Identification: Forewing yellow with brown shading and bands of translucent white spots representing usual lines. Hind wing very pale, translucent yellow, unmarked.

Wing Span: 3.7-5.5 cm.

Life History: Females lay batches of eggs. Early instars stay together in clusters; later instars are not found in groups.

Flight: May-June.

Caterpillar Hosts: Ashes, elms, hickories, maples, oaks, and other trees.

Range: Nova Scotia to North Carolina mountains, west to Ontario, Wisconsin, and Texas. Absent from much of midwestern part of range.

                                                 So I got a rake and relocated them to the far away hedge of the property.

Then The sun rise was shining so pretty on my butterfly, bee , hummer garden and I had to take a photo or two lol !

JULY 2015 (34 of 37)

              We are soo please at how well this garden has turned out and all of natures creatures are just loving it !

                 Well so far that is my morning this morning  I wonder what the day will bring   oh I cant wait .

                                                          Miggs and I are off  for our walk .

                        Take time to look listen and enjoy nature it will amaze you ! It does me every second of every  day !

                                                                         Until next time .

                                                                          Country Gal


Deb said...

Wow! What an amazing photo that first one is. Gorgeous. Your garden looks beautiful. Deb

The Furry Gnome said...

Love that little garden shot. But it's a bit cool to sit out here in the morning - only about 10C most mornings.

Plowing Through Life (Martha) said...

What an amazing sight! I've never seen anything like it. Great captures!

eileeninmd said...

Good morning, I hope you and Miggs are having a lovely walk. The moth is neat and I have never seen caterpillars like that, wow! Great images, enjoy your day!

Michelle said...

What a great photo you captured!

Gail said...

That was an amazing site to capture.

Do they damage the trees badly?

William Kendall said...

In which case, best to leave those caterpillars alone!

Jen @ The Light Laughed said...

What a moment to capture...I had no idea that any caterpillar was poisonous...good to know. And scary too.

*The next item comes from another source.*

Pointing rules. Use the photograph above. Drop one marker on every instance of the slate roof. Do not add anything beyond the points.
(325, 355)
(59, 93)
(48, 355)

Hopefully we don't have them here..ugh...


Pamela Gordon said...

Ewww. I'd have put a bucket under them and moved them miles away (or drowned them). The sight was amazing to see but they are really dangerous as kids love to pick up caterpillars and don't realize they will give a rash. I see warnings every summer about them. Plus they are destructive to hardwood trees. They are on the increase here in NB.

Amy at love made my home said...

Fascinating! Love your new header too! xx

Anvilcloud said...

That's sounds like a caterpillar that you don't want to mess with. I say that having experienced the joys of stinging nettle.